Abandoned ireland


Burncourt Castle,

Co. Tipperary.

Documenting our Heritage

Burncourt Castle was originally called Everard’s Castle.

The Everards had arrived in Ireland shortly after the Anglo-Norman invasion. When Richard Everard married Catherine Plunkett in 1620, his father Sir John Everard awarded him a large estate spreading across parts of Tipperary, Cork and Limerick. Two years later Richard was created a baronet.

Around 1639 Sir Richard sold much of his lands in co. Cork and co. Limerick and set about building a semi-fortified house. The house, one of the largest and probably the last of the gabled ended semi-fortified 17th century Irish houses to be built, was complete in 1641.

The castle is three storeys high over a basement, originally having twenty six gables and seven chimneys.

In the 20th century Burncourt was excavated by archaeologists. They found a skeleton of a cow in a pit that extended under the eastern wall of the castle. The cow appeared to have been killed and dismembered as part of some kind of protection ritual to provide strength to the Everard’s fortress.

The Everards took up residence just as the 1641 Rebellion begun. In 1642 Sir Richard joined the Catholic Confederates at Kilkenny and became a member of the Supreme Council. Sir Richard’s wife Catherine remained at the castle.

In 1649, as Cromwell’s troops advanced on the castle Lady Catherine deliberately set fire to her fortress to prevent it falling into the enemies’ hands. Everard’s Castle burnt to the ground and later became known as Burncourt.
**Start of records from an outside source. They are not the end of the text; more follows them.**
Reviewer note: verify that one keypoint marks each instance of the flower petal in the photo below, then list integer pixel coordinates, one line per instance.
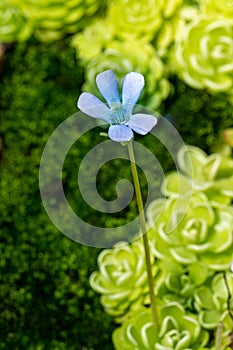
(120, 133)
(107, 84)
(91, 105)
(142, 123)
(132, 87)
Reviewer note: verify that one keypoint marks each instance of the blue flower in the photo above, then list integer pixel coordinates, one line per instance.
(118, 114)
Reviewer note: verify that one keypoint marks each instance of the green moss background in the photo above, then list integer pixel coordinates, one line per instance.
(45, 298)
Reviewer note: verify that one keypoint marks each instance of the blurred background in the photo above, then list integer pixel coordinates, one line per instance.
(51, 51)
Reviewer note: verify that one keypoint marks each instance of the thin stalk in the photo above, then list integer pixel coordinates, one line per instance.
(218, 339)
(144, 232)
(228, 295)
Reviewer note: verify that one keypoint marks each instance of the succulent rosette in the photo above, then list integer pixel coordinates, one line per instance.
(180, 282)
(174, 15)
(191, 229)
(223, 8)
(93, 39)
(126, 56)
(212, 301)
(13, 24)
(178, 330)
(53, 19)
(140, 18)
(122, 278)
(213, 175)
(203, 54)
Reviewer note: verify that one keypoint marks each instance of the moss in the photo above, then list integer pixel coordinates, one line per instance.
(46, 300)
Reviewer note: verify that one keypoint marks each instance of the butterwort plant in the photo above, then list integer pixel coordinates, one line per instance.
(118, 113)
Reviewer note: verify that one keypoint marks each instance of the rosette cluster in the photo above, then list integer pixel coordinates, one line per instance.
(14, 26)
(203, 54)
(122, 279)
(52, 20)
(191, 240)
(222, 8)
(192, 229)
(178, 330)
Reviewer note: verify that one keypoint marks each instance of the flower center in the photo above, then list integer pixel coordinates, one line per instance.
(119, 114)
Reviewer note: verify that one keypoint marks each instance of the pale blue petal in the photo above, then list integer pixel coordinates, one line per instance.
(107, 84)
(131, 90)
(142, 123)
(120, 133)
(91, 105)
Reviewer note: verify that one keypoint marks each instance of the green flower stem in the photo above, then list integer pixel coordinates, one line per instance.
(218, 339)
(144, 232)
(228, 295)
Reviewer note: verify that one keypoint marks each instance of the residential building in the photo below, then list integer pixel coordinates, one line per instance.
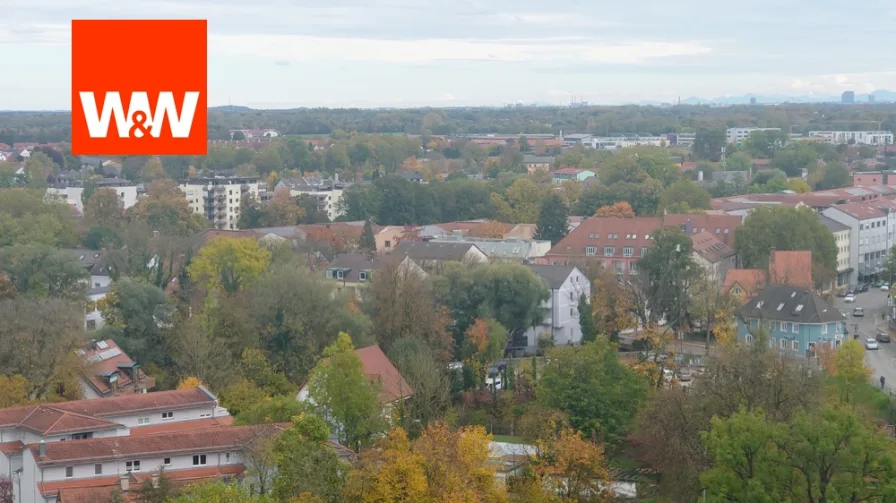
(351, 272)
(855, 137)
(110, 372)
(737, 135)
(872, 226)
(713, 256)
(431, 256)
(560, 322)
(218, 198)
(571, 174)
(127, 193)
(841, 239)
(510, 250)
(534, 163)
(795, 321)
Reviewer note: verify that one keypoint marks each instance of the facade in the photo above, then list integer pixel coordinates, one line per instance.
(561, 311)
(796, 322)
(841, 238)
(218, 199)
(737, 135)
(871, 232)
(854, 137)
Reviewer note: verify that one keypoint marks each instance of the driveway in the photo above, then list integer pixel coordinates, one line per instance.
(883, 360)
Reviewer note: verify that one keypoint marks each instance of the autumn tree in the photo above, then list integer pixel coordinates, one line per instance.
(344, 395)
(229, 264)
(620, 209)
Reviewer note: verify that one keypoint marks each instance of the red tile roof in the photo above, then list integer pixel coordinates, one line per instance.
(793, 268)
(749, 280)
(108, 359)
(185, 442)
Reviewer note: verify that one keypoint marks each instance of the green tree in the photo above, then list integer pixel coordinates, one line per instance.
(599, 394)
(553, 220)
(344, 395)
(785, 228)
(368, 240)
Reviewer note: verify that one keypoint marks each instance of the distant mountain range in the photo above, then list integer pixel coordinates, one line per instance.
(880, 96)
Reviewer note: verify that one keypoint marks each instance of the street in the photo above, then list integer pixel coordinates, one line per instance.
(883, 360)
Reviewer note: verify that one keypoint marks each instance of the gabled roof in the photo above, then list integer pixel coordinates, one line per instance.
(553, 275)
(786, 303)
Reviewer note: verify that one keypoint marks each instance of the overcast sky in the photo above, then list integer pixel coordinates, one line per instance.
(367, 53)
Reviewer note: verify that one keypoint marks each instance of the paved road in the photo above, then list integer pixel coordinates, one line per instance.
(882, 361)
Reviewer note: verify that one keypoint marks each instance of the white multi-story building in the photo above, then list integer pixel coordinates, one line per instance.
(872, 225)
(855, 137)
(736, 135)
(218, 199)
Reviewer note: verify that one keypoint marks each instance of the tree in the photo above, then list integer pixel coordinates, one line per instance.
(586, 320)
(104, 209)
(344, 395)
(305, 464)
(785, 228)
(553, 220)
(229, 264)
(600, 395)
(620, 210)
(368, 240)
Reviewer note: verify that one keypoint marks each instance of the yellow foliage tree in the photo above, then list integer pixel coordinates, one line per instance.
(228, 264)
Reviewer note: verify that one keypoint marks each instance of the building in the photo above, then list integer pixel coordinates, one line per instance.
(854, 137)
(841, 239)
(794, 321)
(498, 250)
(431, 256)
(560, 323)
(127, 193)
(111, 372)
(534, 163)
(737, 135)
(218, 198)
(872, 225)
(571, 174)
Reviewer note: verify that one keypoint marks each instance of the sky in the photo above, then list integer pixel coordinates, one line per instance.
(441, 53)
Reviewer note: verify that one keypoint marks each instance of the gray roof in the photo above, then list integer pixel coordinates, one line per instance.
(430, 250)
(833, 225)
(553, 275)
(782, 303)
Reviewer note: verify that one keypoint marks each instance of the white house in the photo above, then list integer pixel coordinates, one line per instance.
(561, 321)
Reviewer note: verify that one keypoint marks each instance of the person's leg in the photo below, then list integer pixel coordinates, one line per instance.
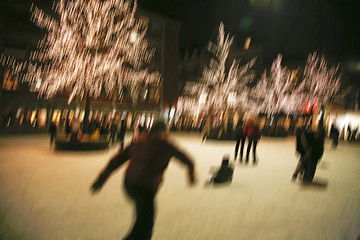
(145, 211)
(122, 143)
(254, 150)
(248, 149)
(243, 139)
(237, 147)
(52, 137)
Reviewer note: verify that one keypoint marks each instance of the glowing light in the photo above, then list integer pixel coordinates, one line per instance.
(90, 46)
(215, 84)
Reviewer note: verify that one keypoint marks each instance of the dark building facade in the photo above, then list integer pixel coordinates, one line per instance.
(21, 110)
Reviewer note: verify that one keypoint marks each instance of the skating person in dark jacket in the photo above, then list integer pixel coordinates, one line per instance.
(148, 158)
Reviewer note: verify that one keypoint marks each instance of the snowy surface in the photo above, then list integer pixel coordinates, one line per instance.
(45, 194)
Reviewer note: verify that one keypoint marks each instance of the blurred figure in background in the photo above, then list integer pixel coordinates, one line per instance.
(52, 131)
(206, 129)
(240, 139)
(113, 131)
(252, 133)
(334, 135)
(148, 158)
(313, 145)
(300, 149)
(121, 133)
(224, 174)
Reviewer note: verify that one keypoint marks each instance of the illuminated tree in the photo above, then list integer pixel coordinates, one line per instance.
(90, 46)
(217, 88)
(321, 84)
(277, 92)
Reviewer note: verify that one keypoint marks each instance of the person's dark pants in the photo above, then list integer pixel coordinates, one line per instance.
(121, 140)
(310, 164)
(145, 211)
(309, 171)
(204, 137)
(335, 141)
(52, 138)
(252, 141)
(240, 140)
(112, 138)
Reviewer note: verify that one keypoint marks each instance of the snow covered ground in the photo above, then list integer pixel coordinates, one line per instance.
(45, 194)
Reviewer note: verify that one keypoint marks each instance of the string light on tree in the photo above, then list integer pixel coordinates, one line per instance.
(213, 89)
(89, 46)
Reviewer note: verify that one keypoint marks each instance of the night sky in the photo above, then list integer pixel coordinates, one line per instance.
(294, 28)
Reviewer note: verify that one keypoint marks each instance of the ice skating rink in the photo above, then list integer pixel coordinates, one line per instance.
(44, 194)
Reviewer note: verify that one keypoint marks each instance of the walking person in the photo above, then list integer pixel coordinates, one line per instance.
(313, 152)
(334, 134)
(206, 129)
(52, 131)
(148, 158)
(300, 149)
(113, 131)
(121, 134)
(252, 132)
(240, 139)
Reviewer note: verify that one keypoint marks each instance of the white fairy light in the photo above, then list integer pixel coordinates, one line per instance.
(321, 84)
(216, 84)
(90, 46)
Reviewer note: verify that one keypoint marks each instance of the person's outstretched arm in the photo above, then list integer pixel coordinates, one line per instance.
(113, 164)
(185, 160)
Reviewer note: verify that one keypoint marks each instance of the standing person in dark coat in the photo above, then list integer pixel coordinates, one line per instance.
(224, 174)
(252, 132)
(121, 133)
(52, 131)
(314, 149)
(334, 134)
(240, 138)
(148, 158)
(113, 131)
(300, 149)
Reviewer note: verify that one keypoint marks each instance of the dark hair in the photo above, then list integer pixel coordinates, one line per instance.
(157, 127)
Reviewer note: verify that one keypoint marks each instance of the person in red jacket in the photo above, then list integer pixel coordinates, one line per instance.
(252, 133)
(148, 158)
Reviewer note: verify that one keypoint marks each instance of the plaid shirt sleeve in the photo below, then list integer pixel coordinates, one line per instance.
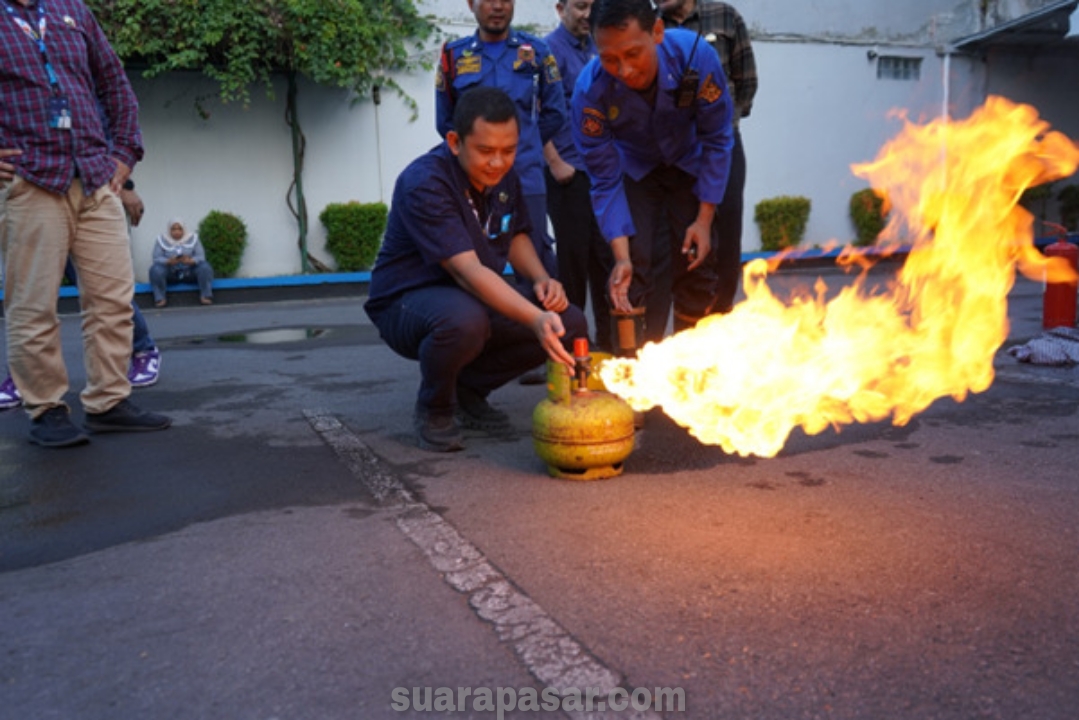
(735, 50)
(104, 108)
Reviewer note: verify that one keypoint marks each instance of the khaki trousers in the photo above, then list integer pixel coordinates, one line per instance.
(38, 231)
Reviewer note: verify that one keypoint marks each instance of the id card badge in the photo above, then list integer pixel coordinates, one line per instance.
(59, 112)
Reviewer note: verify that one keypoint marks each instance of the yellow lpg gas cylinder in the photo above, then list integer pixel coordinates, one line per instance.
(581, 432)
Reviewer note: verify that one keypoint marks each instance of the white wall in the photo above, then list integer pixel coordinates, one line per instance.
(240, 161)
(819, 109)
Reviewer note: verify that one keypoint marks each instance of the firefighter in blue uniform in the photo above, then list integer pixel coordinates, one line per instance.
(520, 65)
(652, 118)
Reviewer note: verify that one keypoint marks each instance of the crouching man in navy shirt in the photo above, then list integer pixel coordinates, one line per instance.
(437, 293)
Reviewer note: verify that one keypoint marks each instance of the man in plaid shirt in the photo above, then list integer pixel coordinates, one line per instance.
(59, 182)
(724, 28)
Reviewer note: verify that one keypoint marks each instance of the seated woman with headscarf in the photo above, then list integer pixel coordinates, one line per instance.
(179, 257)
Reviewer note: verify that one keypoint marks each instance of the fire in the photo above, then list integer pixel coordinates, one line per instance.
(745, 380)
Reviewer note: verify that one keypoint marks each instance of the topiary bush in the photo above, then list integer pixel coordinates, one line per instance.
(866, 213)
(782, 221)
(224, 238)
(354, 233)
(1036, 200)
(1069, 206)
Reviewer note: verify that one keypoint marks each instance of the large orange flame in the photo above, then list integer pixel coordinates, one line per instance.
(747, 379)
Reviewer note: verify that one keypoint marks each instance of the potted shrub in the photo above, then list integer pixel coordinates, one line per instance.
(868, 214)
(354, 232)
(224, 238)
(782, 221)
(1069, 206)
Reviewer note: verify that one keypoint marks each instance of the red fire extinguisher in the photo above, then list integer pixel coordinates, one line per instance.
(1060, 299)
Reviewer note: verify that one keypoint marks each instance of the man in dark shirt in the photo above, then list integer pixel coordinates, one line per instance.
(651, 117)
(56, 68)
(437, 293)
(584, 258)
(725, 30)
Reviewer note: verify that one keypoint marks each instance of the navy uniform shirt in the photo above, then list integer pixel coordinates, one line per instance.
(433, 217)
(523, 67)
(618, 132)
(572, 54)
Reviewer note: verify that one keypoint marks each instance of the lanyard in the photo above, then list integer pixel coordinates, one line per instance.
(485, 225)
(39, 37)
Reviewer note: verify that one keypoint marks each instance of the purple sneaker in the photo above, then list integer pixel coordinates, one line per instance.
(9, 394)
(145, 368)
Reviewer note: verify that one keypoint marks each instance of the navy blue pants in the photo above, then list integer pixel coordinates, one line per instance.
(664, 205)
(584, 256)
(728, 226)
(458, 339)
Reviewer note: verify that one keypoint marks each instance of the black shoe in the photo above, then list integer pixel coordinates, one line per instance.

Sir Richard Everard went on to defend the city of Limerick against Cromwell’s forces, but was captured and hung in 1651 by Cromwell’s son-in-law, Ireton. Thereafter Burncourt was abandoned and never reoccupied.

In the early 18th century, the painter Anthony Chearnly built a two storey five bay house adjoining the Burncourt ruin and established a fine formal garden in front of the old castle bawn.  The remains of this house now form part of the current farmyard buildings located close to the ruin.

According to tradition Burncourt was seven years in building, seven years lived in and seven days burning.